Thomas G. Kavanagh Portrait

The portrait of Thomas G. Kavanagh (MSC 1969-1984) was recently touched up by none other than the man who painted the portrait in 1994, Sam Knecht. Mr. Knecht, who is an artist in the realist tradition, is the chair of the Art Department at Hillsdale College. The medium used for the Kavanagh portrait is egg tempera on a wooden panel. The medium of egg tempera is older than oil painting and uses egg yolks, water, and dry pigments. According to Mr. Knecht, Justice Kavanagh’s portrait took 80 hours to complete. The Kavanagh portrait is so highly detailed that one can actually read the order he holds in his hand. Mr. Knecht’s work in egg tempera was influenced by artist Andrew Wyeth, whose best known work is Christina’s World. The portrait of Justice Kavanagh is set in the Court’s old courtroom in the Capitol. That courtroom was still in use when Justice Kavanagh joined the Court in 1969; the Court moved to its temporary quarters in the law building on March 3, 1970. The portrait of Thomas Kavanagh now hangs in the entry to the Supreme Court courtroom on the sixth floor of the Hall of Justice. It was dedicated nearly 18 years ago, on August 30, 1994.

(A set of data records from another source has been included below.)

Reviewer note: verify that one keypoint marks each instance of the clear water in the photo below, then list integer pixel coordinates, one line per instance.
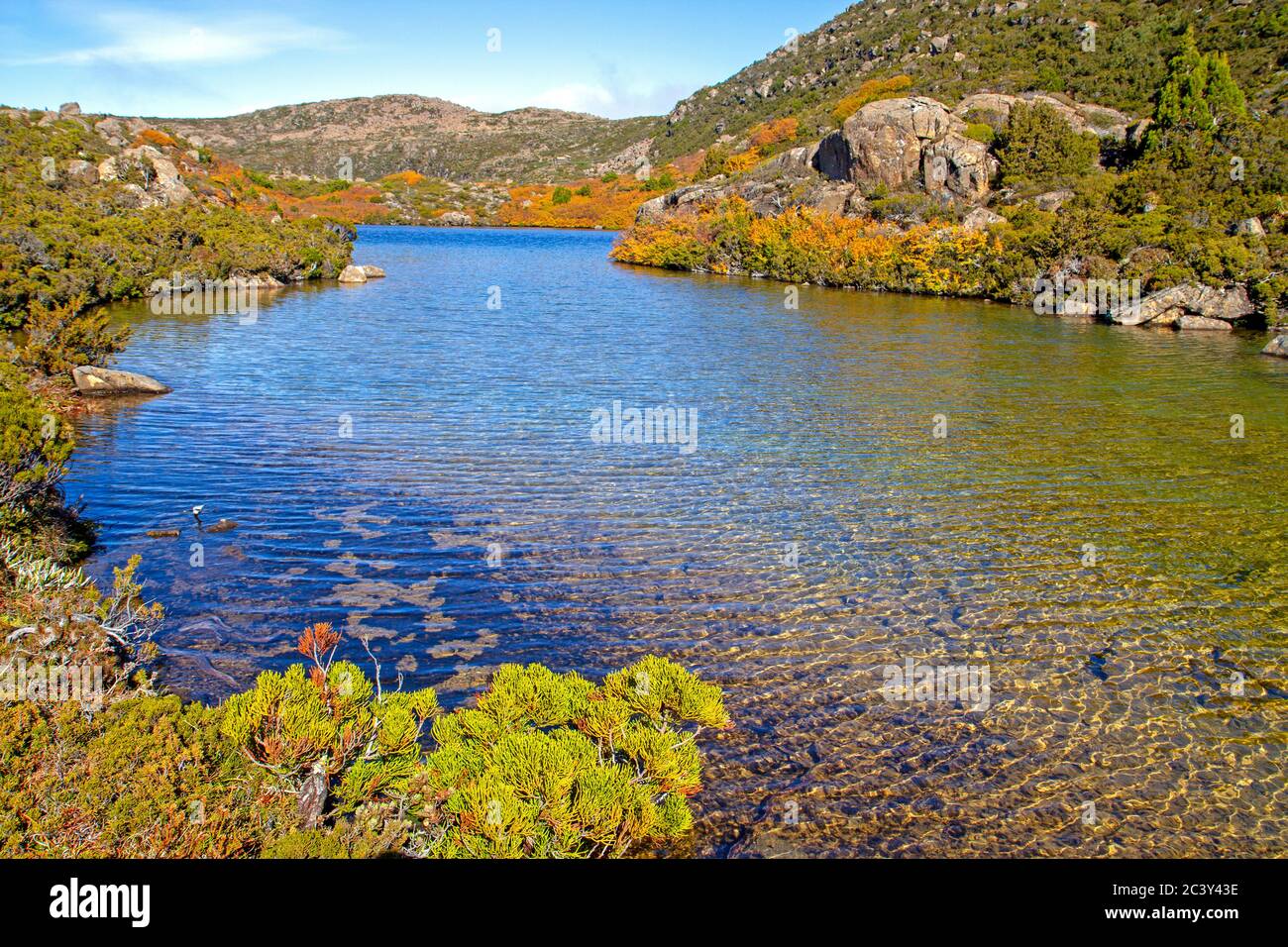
(1113, 684)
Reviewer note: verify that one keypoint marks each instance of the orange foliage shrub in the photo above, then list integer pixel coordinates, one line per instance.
(610, 205)
(743, 161)
(806, 245)
(156, 138)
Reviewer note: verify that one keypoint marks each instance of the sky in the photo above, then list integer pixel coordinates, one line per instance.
(194, 58)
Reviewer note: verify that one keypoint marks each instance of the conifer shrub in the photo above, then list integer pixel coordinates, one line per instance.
(1039, 147)
(63, 335)
(35, 445)
(333, 722)
(545, 764)
(552, 766)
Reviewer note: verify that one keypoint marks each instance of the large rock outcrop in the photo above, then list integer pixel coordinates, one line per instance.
(909, 142)
(995, 108)
(1188, 307)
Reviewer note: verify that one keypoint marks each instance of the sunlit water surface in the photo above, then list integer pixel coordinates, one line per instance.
(374, 442)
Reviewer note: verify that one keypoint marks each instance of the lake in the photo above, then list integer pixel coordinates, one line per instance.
(871, 480)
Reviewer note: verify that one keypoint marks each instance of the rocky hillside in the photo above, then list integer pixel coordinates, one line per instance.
(97, 208)
(953, 48)
(386, 134)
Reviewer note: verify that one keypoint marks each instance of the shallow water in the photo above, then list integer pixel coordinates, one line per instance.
(1087, 530)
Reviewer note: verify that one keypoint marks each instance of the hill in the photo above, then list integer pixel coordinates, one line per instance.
(951, 50)
(386, 134)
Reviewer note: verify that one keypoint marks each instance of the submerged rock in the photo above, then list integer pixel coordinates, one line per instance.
(98, 382)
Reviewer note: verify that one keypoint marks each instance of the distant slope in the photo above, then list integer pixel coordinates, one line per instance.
(952, 50)
(394, 133)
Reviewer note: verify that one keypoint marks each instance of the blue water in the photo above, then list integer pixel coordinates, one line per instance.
(420, 470)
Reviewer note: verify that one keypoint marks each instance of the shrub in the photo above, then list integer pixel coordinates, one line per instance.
(62, 337)
(552, 766)
(330, 724)
(35, 446)
(545, 764)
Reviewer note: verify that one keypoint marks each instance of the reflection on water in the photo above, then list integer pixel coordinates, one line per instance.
(1087, 530)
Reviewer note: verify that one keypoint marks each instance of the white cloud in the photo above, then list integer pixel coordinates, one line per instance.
(138, 39)
(578, 97)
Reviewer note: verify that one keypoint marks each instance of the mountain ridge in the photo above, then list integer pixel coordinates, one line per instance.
(397, 132)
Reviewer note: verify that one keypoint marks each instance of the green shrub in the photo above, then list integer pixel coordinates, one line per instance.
(1039, 149)
(62, 337)
(35, 446)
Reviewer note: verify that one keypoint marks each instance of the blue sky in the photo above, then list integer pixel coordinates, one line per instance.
(197, 58)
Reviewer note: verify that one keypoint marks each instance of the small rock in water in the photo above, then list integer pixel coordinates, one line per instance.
(98, 382)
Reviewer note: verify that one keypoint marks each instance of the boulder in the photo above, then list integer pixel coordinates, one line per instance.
(82, 171)
(112, 131)
(1082, 116)
(1188, 307)
(1276, 347)
(980, 218)
(1250, 227)
(957, 166)
(98, 382)
(684, 198)
(832, 158)
(134, 196)
(168, 185)
(1052, 200)
(909, 142)
(885, 140)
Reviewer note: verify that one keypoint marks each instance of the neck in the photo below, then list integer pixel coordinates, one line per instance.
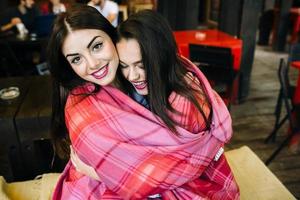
(22, 9)
(102, 4)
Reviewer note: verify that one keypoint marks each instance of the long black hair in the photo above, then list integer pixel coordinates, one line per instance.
(78, 16)
(165, 70)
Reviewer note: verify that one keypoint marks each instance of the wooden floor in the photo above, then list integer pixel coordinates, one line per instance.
(253, 120)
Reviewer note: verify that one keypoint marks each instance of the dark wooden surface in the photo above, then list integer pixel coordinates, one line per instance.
(253, 120)
(25, 148)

The Michigan Supreme Court has had in its history two justices named Thomas Kavanagh. Thomas Matthew Kavanagh was elected first, in 1958. The situation was made more confusing by the fact that their terms on the state’s highest court overlapped. Thus, the two were designated by their middle initials. Thomas Giles became known as Thomas the Good and Thomas Matthew was known as Thomas the Mighty. Thomas the Mighty passed away while on the Court on April 19, 1975.